Abbiamo un problema generale di potere d’acquisto dei nostri salari. La card, ammesso che funzioni, è un’idea intelligente, una boccata d’ossigeno, ma non risolve il problema. Il caro-vita in Italia non è uguale dappertutto: dagli ultimi dati diffusi dall’Istat si vede bene che a parità di salari corrispondono diversi poteri d’acquisto, cioè con 100 euro non compro a Milano quel che compro a Palermo. Occorre prendere atto che c’è una situazione diversa nel Paese. La card per gli anziani ovviamente sarà uguale a Milano e a Brindisi ma il potere d’acquisto consentito subirà le differenze territoriali.

 

Quindi, lei dice, spostiamo a valle un problema che rimane intatto…

 

È assolutamente prioritario affrontare e risolvere la questione della riforma della contrattazione. E poi, secondo me, c’è un dato fondamentale: i governi nazionali possono fare qualcosa.

 

Che cosa?

 

Trovare il modo di ridurre la tassazione su benzina ed energia sarebbe sicuramente importante. Pensare, come è stato fatto con il governo scorso, di istituire in funzione di controllo una figura come “mister prezzi”, non serve a nulla. E poi c’è la partita da giocare in Europa: secondo me su questo Tremonti ha ragione. Infine la speculazione internazionale sulle materie prime: se guardiamo l’aumento del prezzo delle materie prime, in particolare del petrolio, vediamo che c’è tutto, meno che una crisi di produzione.

 

Si riferisce ad aumenti dovuti alla speculazione?

 

C’è un’altissima speculazione dovuta ai Futures: una catena “di carta”, costruita con prodotti finanziari sempre più sofisticati. Sono tra i principali responsabili di questa situazione. Che non può che essere affrontata a livello internazionale e a livello europeo in particolare. Abbiamo delle istituzioni che dovrebbero vigilare su questo ma non l’hanno fatto. L’Europa, in altre parole, deve dimostrare di esserci.

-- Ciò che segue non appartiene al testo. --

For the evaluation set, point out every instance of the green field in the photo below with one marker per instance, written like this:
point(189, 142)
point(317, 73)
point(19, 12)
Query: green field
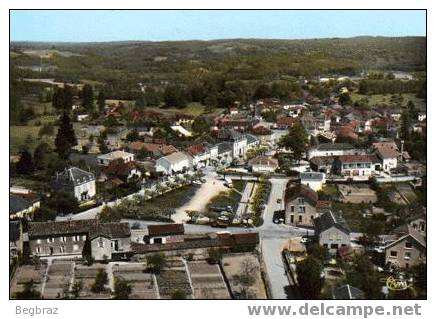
point(385, 100)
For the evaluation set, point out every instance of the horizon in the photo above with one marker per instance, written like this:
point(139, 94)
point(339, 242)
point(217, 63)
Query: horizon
point(73, 26)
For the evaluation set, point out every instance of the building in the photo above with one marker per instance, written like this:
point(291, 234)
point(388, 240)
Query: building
point(356, 165)
point(79, 238)
point(408, 250)
point(76, 181)
point(332, 231)
point(163, 234)
point(332, 149)
point(22, 205)
point(106, 159)
point(314, 180)
point(174, 163)
point(15, 238)
point(347, 292)
point(302, 206)
point(263, 164)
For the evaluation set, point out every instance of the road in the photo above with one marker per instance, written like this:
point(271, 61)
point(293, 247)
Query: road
point(245, 199)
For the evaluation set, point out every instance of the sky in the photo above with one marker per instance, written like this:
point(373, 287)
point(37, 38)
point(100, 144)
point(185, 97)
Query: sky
point(160, 25)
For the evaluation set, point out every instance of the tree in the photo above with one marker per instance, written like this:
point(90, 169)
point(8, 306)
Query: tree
point(25, 163)
point(65, 138)
point(156, 262)
point(363, 276)
point(28, 292)
point(405, 125)
point(122, 289)
point(101, 279)
point(63, 203)
point(309, 277)
point(345, 99)
point(201, 125)
point(246, 277)
point(76, 289)
point(296, 140)
point(41, 156)
point(88, 97)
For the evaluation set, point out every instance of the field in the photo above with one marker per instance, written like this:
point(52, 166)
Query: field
point(386, 100)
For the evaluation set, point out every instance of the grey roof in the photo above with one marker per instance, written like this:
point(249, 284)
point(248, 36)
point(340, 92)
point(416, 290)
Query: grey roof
point(18, 203)
point(348, 292)
point(74, 176)
point(251, 139)
point(334, 146)
point(328, 220)
point(225, 147)
point(14, 230)
point(312, 176)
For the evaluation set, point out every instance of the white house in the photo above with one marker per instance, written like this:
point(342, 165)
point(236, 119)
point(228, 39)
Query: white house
point(106, 159)
point(76, 181)
point(332, 231)
point(332, 149)
point(263, 164)
point(314, 180)
point(175, 162)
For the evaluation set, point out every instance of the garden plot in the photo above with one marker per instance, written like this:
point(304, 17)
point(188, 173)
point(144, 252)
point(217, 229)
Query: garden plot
point(207, 281)
point(232, 265)
point(58, 279)
point(142, 283)
point(25, 274)
point(174, 278)
point(87, 274)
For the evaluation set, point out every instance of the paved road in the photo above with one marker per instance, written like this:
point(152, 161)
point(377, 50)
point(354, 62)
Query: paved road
point(245, 199)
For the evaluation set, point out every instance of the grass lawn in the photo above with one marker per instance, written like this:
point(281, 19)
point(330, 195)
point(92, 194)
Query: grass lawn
point(380, 100)
point(24, 135)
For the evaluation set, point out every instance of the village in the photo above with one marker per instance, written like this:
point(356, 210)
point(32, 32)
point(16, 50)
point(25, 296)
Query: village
point(315, 194)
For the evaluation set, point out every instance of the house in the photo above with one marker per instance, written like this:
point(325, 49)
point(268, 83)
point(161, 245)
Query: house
point(408, 250)
point(388, 155)
point(174, 163)
point(154, 150)
point(263, 164)
point(79, 238)
point(322, 164)
point(302, 206)
point(332, 149)
point(22, 205)
point(356, 165)
point(15, 238)
point(121, 170)
point(347, 292)
point(76, 181)
point(108, 158)
point(163, 234)
point(332, 231)
point(314, 180)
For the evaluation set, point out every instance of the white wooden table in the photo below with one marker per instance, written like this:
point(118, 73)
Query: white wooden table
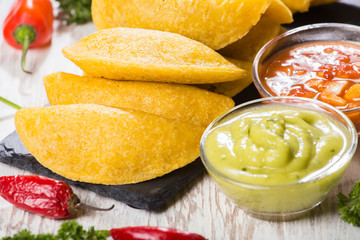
point(199, 208)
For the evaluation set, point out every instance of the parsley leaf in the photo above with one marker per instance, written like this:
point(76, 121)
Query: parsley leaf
point(68, 230)
point(349, 207)
point(75, 11)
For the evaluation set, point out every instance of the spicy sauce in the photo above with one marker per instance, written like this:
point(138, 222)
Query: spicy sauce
point(327, 71)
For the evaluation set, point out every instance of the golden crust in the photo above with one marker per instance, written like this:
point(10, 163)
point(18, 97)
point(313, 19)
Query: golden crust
point(150, 55)
point(246, 48)
point(103, 145)
point(216, 23)
point(174, 101)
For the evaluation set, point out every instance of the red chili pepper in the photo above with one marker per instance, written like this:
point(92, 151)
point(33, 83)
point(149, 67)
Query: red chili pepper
point(152, 233)
point(29, 24)
point(41, 195)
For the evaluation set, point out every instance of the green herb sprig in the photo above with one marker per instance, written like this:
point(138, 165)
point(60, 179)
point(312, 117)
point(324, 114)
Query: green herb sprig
point(68, 230)
point(349, 207)
point(75, 11)
point(11, 104)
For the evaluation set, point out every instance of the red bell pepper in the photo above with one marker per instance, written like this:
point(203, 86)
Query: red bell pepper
point(152, 233)
point(41, 195)
point(29, 24)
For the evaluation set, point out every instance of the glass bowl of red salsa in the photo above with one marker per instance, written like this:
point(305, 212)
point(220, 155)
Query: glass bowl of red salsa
point(318, 61)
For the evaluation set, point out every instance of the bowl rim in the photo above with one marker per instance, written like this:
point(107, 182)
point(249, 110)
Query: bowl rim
point(255, 74)
point(325, 171)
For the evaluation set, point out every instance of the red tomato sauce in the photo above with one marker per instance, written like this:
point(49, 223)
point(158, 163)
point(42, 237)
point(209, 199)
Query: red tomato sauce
point(327, 71)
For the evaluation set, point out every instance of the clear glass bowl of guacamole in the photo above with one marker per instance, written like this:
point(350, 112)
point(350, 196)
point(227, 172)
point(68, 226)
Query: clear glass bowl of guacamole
point(278, 157)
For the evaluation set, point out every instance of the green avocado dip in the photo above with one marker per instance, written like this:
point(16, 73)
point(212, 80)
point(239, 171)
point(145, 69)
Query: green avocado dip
point(277, 145)
point(278, 160)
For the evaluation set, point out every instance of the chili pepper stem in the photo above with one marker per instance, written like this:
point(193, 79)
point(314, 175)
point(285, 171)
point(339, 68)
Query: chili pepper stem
point(74, 204)
point(11, 104)
point(84, 206)
point(26, 45)
point(25, 35)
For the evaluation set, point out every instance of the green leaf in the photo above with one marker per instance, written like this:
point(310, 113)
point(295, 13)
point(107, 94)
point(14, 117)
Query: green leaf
point(69, 230)
point(76, 11)
point(349, 207)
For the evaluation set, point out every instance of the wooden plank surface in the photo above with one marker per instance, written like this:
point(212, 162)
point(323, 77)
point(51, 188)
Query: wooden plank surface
point(200, 208)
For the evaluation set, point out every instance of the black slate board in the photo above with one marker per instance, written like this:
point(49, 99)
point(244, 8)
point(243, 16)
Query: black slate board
point(153, 194)
point(148, 195)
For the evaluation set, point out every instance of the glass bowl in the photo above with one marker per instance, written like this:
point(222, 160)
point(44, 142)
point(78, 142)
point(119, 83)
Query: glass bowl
point(306, 34)
point(266, 197)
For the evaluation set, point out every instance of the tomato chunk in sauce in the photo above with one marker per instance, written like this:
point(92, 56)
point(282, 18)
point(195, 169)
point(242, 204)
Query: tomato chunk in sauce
point(327, 71)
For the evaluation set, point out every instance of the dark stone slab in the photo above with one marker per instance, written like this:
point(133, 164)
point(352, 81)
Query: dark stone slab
point(149, 195)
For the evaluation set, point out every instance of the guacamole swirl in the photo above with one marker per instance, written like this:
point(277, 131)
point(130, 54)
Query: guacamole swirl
point(276, 145)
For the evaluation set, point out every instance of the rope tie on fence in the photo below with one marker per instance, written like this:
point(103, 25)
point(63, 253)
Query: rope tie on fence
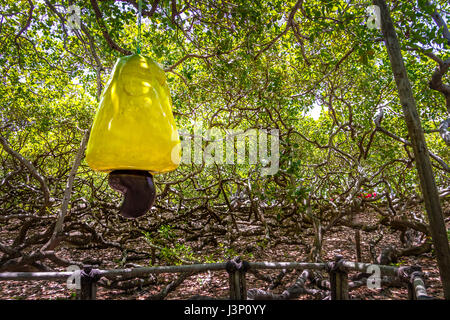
point(337, 265)
point(237, 265)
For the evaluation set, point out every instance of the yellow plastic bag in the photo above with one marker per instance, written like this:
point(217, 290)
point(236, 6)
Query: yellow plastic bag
point(134, 128)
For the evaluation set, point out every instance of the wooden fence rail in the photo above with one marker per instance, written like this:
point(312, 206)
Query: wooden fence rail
point(338, 270)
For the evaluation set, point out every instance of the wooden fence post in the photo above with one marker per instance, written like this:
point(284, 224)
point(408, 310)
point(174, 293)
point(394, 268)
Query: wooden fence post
point(236, 274)
point(88, 281)
point(413, 277)
point(338, 279)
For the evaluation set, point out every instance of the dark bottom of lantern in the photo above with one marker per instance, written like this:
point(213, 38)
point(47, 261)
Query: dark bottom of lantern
point(138, 189)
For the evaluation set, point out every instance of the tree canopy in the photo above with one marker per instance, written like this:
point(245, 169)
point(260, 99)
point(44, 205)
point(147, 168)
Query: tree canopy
point(314, 70)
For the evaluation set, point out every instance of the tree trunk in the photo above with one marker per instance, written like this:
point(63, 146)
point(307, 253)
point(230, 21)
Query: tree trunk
point(423, 165)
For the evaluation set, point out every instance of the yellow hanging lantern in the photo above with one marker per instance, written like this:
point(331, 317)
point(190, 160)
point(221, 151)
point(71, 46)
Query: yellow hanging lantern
point(134, 127)
point(134, 133)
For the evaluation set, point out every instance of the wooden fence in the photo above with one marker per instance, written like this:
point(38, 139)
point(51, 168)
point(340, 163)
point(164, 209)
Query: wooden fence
point(338, 270)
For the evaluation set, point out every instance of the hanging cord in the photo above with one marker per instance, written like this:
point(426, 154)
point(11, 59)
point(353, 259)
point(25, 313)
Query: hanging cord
point(138, 42)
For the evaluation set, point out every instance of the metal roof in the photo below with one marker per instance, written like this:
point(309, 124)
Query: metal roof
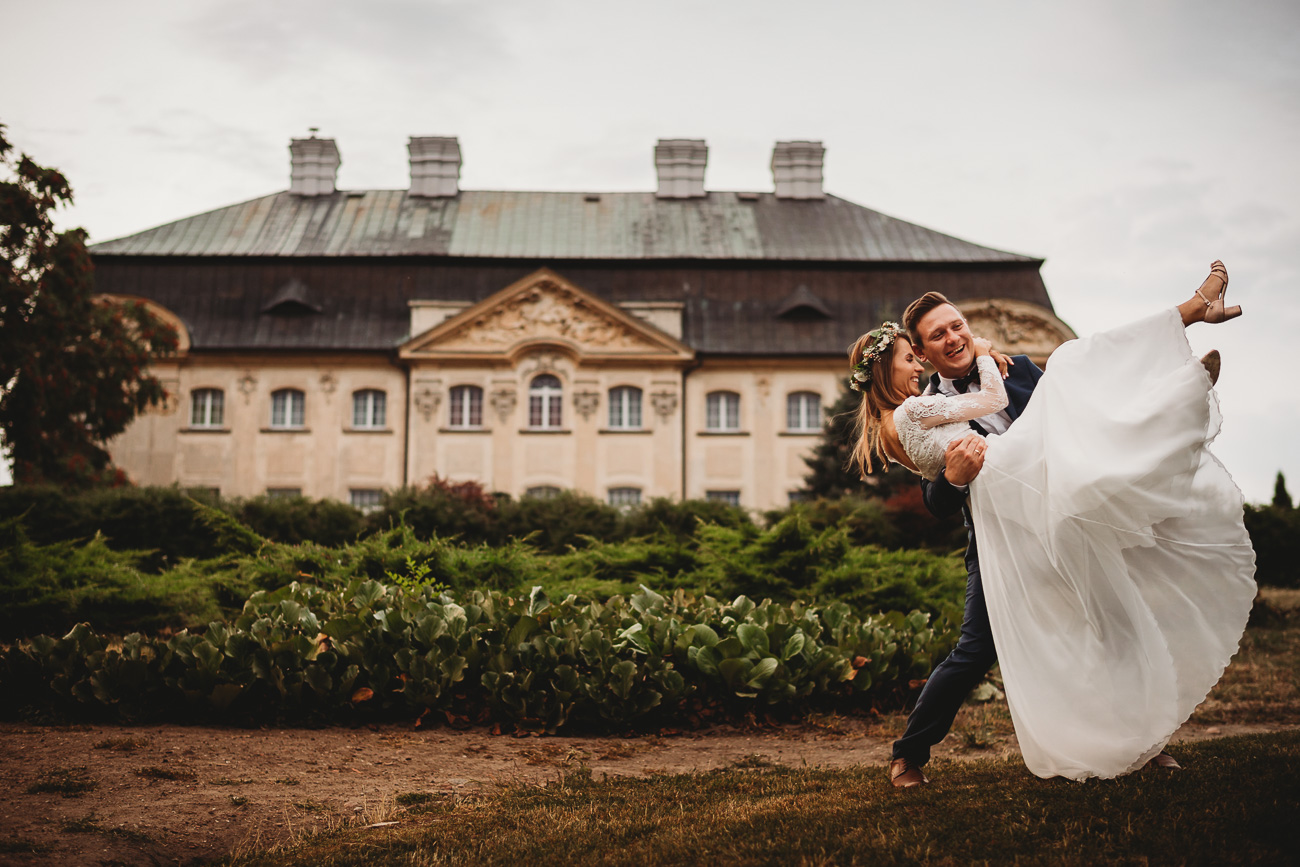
point(554, 225)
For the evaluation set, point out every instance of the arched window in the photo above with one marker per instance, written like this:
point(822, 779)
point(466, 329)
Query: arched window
point(207, 407)
point(369, 408)
point(467, 406)
point(287, 408)
point(804, 411)
point(624, 497)
point(544, 402)
point(722, 411)
point(625, 407)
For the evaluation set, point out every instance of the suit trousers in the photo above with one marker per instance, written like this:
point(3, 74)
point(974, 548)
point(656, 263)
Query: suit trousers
point(954, 677)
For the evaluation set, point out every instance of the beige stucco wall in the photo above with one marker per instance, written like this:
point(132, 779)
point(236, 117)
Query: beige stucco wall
point(245, 456)
point(584, 452)
point(763, 460)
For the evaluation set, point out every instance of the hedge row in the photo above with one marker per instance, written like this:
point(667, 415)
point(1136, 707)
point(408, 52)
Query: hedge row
point(376, 650)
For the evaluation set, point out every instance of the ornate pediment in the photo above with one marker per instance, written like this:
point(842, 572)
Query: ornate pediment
point(1017, 328)
point(545, 308)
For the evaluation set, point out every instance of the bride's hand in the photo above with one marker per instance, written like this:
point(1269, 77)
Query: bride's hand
point(1004, 360)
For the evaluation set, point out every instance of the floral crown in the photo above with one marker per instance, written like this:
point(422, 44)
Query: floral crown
point(880, 339)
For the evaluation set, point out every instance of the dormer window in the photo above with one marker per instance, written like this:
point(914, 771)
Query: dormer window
point(804, 306)
point(291, 299)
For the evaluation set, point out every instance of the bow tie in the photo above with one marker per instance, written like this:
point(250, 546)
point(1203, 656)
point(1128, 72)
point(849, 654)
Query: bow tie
point(963, 384)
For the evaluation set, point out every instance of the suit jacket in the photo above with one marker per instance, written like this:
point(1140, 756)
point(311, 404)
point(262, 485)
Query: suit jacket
point(940, 497)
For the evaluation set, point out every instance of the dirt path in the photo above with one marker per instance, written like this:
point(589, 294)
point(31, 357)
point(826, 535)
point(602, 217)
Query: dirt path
point(167, 794)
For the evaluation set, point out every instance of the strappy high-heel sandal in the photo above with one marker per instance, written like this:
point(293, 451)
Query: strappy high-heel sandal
point(1214, 310)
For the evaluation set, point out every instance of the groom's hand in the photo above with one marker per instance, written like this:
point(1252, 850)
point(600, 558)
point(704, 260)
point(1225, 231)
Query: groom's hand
point(963, 459)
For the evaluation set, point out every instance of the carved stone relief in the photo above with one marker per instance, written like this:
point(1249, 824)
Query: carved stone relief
point(664, 403)
point(1017, 328)
point(586, 403)
point(546, 310)
point(503, 402)
point(428, 395)
point(247, 385)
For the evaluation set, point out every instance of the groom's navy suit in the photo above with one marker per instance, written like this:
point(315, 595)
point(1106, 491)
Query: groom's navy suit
point(954, 677)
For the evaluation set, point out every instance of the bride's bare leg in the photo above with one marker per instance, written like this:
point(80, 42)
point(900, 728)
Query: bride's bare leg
point(1195, 307)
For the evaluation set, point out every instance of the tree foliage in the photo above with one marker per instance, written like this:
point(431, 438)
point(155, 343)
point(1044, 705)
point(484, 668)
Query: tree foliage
point(830, 476)
point(73, 368)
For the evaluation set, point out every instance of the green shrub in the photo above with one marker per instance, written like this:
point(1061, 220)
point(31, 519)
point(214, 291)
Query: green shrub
point(368, 649)
point(1275, 536)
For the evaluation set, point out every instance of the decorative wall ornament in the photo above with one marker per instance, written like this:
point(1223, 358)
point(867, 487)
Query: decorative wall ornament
point(546, 310)
point(664, 403)
point(586, 403)
point(427, 399)
point(1017, 328)
point(170, 397)
point(247, 385)
point(503, 402)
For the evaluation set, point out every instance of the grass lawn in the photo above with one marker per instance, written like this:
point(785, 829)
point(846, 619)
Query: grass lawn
point(1234, 803)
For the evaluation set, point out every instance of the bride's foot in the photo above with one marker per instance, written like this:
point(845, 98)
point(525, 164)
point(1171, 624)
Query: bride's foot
point(1212, 363)
point(1212, 291)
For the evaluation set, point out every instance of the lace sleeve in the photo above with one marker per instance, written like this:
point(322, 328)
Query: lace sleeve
point(931, 411)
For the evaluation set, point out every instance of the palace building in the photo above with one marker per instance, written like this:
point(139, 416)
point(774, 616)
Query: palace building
point(629, 345)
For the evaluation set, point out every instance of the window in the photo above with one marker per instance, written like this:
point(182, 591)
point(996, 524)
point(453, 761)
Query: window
point(286, 408)
point(624, 497)
point(368, 499)
point(369, 408)
point(207, 407)
point(544, 402)
point(467, 406)
point(625, 407)
point(722, 411)
point(804, 411)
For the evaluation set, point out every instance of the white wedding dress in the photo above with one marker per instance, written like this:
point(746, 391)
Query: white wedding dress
point(1116, 564)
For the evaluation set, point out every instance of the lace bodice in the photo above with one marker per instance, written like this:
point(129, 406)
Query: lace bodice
point(928, 423)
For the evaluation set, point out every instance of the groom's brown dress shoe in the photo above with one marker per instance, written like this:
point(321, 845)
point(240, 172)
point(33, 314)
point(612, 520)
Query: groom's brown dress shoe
point(905, 775)
point(1165, 761)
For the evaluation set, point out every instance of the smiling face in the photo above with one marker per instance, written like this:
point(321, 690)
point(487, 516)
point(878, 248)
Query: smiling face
point(905, 368)
point(945, 341)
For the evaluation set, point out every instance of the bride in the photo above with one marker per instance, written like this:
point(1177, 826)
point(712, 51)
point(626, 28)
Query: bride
point(1112, 555)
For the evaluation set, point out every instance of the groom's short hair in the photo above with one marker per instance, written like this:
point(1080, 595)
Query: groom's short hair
point(917, 311)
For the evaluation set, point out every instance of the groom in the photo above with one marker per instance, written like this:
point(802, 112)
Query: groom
point(940, 336)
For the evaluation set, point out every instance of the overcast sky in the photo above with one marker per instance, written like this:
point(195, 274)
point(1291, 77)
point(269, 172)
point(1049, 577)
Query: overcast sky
point(1129, 143)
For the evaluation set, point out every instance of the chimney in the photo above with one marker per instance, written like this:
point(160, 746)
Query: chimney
point(315, 165)
point(797, 169)
point(680, 165)
point(434, 165)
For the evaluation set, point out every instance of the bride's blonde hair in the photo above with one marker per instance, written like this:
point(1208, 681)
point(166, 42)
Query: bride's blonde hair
point(878, 397)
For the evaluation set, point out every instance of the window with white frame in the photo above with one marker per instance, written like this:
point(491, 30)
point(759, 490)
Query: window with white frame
point(369, 408)
point(544, 402)
point(722, 411)
point(207, 407)
point(804, 411)
point(624, 497)
point(625, 407)
point(467, 406)
point(287, 408)
point(368, 499)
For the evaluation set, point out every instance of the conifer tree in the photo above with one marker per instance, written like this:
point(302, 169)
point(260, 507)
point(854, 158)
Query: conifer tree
point(73, 368)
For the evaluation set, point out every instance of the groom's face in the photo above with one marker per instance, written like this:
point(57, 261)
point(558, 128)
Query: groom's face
point(945, 341)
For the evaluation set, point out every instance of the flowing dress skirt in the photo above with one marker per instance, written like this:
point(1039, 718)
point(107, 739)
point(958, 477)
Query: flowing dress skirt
point(1116, 564)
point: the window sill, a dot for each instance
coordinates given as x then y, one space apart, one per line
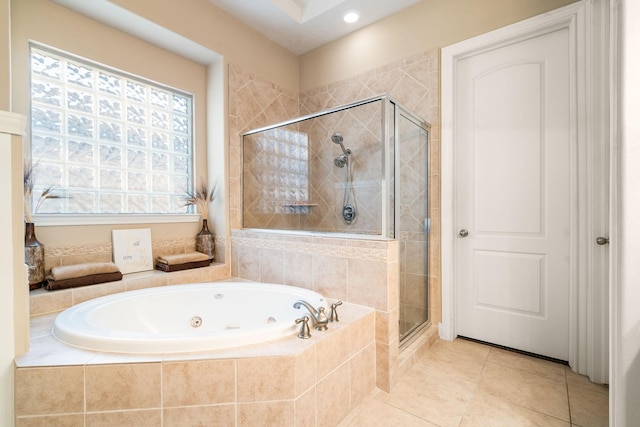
52 220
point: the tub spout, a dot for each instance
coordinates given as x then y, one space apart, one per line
318 317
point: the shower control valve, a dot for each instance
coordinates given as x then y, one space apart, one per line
348 213
333 314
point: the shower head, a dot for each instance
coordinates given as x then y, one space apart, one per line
336 138
341 160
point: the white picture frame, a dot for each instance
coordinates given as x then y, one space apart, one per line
132 250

Non dimentichiamo che il governo tedesco ha messo in discussione anche la strategia della Banca Centrale Europea che, come è noto, è strutturata sul modello della Bundesbank tedesca, una banca che ha piena e assoluta autonomia e indipendenza. È la prima volta che succede e mi sembra un fatto significativo di quello che attualmente manca all’Europa.